Contrary to doomsayers’ predictions, robots have yet to become our overlords — but they could soon become our coworkers.
That’s the goal of electronics maker Apptronik, creator of Apollo, a mass-producible humanoid robot. The droid, which was unveiled in August, is designed to work seamlessly alongside humans in warehouses and manufacturing plants, taking up hard-to-fill jobs at companies grappling with labor shortages, the company said in a statement.
“We believe that Apollo is one of the most advanced tools humanity has ever created — how we apply it will change the way that we live and work,” Jeff Cardenas, co-founder and CEO of Apptronik, said in a statement.

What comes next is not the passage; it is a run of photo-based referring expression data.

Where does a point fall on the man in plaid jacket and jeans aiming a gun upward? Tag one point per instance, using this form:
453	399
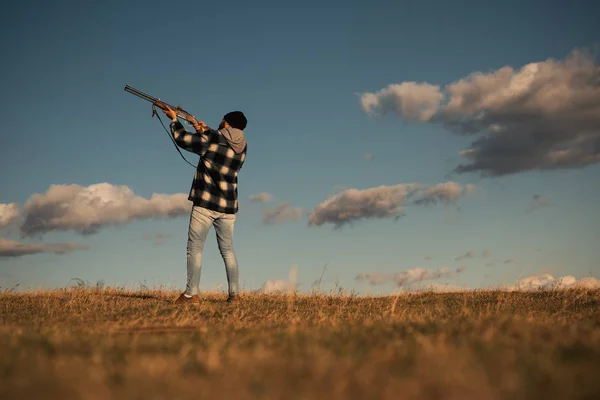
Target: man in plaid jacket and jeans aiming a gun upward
214	193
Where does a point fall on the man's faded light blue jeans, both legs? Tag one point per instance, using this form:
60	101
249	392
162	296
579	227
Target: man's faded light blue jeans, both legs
201	219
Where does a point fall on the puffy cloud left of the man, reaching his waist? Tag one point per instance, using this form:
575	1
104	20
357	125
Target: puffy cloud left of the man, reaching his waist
86	209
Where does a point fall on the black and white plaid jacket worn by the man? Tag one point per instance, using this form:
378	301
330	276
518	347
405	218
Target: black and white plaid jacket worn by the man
215	181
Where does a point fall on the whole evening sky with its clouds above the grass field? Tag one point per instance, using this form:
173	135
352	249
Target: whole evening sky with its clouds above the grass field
390	144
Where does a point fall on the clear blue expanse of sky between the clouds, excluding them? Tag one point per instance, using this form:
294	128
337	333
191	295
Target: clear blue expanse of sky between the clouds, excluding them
298	72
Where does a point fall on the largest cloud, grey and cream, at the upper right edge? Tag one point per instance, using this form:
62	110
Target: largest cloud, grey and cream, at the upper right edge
542	116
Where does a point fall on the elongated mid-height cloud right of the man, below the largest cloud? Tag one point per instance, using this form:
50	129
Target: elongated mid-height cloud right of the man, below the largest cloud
381	202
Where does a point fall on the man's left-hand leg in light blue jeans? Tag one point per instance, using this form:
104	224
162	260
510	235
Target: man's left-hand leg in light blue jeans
200	224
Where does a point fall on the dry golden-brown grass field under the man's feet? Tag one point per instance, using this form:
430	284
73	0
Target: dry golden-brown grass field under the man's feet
110	343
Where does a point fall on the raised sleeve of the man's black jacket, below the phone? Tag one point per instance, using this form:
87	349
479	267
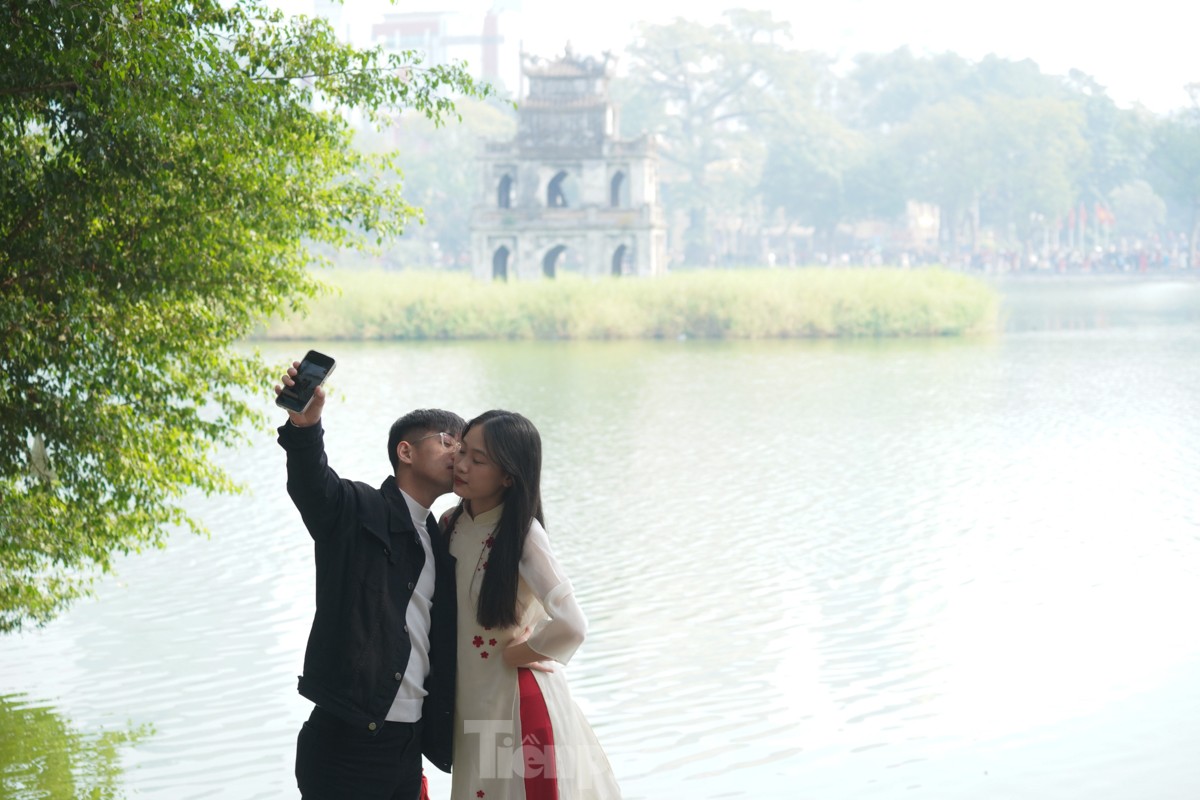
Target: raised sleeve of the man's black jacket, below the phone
323	500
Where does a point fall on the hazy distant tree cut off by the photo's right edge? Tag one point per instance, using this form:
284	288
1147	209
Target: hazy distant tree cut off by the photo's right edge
1175	169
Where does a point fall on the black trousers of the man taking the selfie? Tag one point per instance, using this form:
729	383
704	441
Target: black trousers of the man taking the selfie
337	761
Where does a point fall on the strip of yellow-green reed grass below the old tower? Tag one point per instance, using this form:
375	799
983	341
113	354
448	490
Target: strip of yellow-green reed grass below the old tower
729	304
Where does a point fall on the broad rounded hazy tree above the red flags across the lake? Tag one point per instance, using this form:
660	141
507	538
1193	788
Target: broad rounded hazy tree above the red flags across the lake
995	145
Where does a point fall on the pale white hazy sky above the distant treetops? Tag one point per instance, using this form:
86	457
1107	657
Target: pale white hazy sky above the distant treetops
1142	52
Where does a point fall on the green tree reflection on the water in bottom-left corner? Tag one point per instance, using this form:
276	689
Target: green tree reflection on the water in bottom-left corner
43	756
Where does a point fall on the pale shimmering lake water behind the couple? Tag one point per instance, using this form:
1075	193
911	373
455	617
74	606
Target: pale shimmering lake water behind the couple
830	570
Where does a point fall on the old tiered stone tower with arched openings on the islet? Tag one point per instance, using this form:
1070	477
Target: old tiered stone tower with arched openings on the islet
567	194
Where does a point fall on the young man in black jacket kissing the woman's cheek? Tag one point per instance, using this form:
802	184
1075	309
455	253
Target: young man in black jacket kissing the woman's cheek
381	658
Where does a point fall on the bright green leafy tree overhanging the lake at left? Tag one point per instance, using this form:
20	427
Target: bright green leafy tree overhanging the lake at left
165	167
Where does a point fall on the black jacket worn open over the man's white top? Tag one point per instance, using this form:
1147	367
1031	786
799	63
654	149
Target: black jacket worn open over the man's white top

Apollo is 5 feet 8 inches tall and 160 pounds, and can lift up to 55 pounds. It has two arms and legs, dexterous fingers and a “human-like countenance” with small black eyes to facilitate “friendly interactions” with coworkers.
Those human-like features will allow it to work in warehouses and manufacturing plants in the “near term,” the company said. In the future, the droid, described by Apptronik co-founder and CEO Jeff Cardenas as “the iPhone of robots,” might also prove useful in retail, home delivery, and even elder care.
The robot communicates through a set of digital panels on its face and chest, on which are also displayed its charge and current task, along with “a human-like countenance.” The robot’s batteries supply four hours of running time, after which they can be swapped out to avoid prolonged work disruptions or plugged into a charge during which time it is not operational.
Apollo isn’t the only robot that could soon be working alongside humans. In 2022, Tesla CEO Elon Musk introduced a prototype for an AI-powered humanoid robot called Optimus that can walk around and pick things up.
Boston Dynamics — whose robotic guard dog is already used commerically for security and data collection — is also developing a humanoid robot called “Atlas” that can lift boxes and even throw objects.
By 2025, robots could replace as many 2 million workers in the manufacturing sector alone, according to a report from economists at MIT and Boston University.